He stared down at me, his green eyes laser hot. “You are a coward,” he said, thrusting me away from him. “Did it never occur to you that I’d be worried about you? That I’d think you got taken? You should have trusted me.”

  Calling me a coward hurt. Maybe more than anything else anybody had ever said to me. Maybe more than leaving him. I’d have to stop the bleeding later. First I had to get rid of Law. “I didn’t hide. If you’d wanted to find me, you could have. As for trusting you?” I snorted. “Yeah, I just told you I was next to suicidal, and you respond to that by calling me a coward. If you’d have done that then, I’d have thrown myself under the first bus I found.”

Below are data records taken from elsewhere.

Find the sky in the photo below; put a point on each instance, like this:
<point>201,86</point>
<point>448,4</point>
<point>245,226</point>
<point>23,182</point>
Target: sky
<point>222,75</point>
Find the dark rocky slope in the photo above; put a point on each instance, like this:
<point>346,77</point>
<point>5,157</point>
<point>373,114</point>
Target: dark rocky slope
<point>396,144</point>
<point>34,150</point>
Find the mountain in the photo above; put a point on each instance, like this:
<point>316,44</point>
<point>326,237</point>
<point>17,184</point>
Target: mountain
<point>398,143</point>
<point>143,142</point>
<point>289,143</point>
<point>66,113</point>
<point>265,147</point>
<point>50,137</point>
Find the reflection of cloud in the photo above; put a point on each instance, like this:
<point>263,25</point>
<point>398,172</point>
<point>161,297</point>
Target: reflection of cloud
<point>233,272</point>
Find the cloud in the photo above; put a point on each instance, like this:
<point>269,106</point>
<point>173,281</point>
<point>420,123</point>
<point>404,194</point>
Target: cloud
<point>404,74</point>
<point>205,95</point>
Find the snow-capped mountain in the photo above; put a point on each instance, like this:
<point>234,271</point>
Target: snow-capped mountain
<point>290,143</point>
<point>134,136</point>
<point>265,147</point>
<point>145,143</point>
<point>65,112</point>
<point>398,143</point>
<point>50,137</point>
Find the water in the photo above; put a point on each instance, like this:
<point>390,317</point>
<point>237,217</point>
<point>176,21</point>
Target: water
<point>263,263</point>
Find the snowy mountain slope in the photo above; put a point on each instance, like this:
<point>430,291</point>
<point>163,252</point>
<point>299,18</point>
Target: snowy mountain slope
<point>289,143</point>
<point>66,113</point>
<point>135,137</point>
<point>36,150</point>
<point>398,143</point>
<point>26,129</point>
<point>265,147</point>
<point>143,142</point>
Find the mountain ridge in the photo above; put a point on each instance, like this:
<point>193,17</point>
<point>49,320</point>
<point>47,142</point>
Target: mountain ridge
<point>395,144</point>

  “I wouldn’t have let you,” he said, as if that changed something. “Anyway, I did find you,” he growled.

  I stared.

  “I’ve kept track of you all these years. Once I figured out you left of your own free will, I decided to keep my distance. I hoped maybe one day you’d show up and want to talk. But then when you do turn up, it wasn’t for me at all. You didn’t even know I was here, did you?”

  His nostrils flared and his eyes narrowed to slits. His eyes went flat as a snake’s.

  I shook my head. “I’m on a job. I thought you were still with Acadia.”

  His mouth twisted. “I left three months after you did.”

  “Why?”

  “None of your damned business,” he said. “Right? That’s the way you want it now. You’re doing your thing and I’m doing mine. Except you brought a poltergeist into Effrayant, and you’re protecting her. Makes me look bad, Mal. I don’t like to look bad. As for your other business, take it out of the auberge. Effrayant and guests are off limits to you.”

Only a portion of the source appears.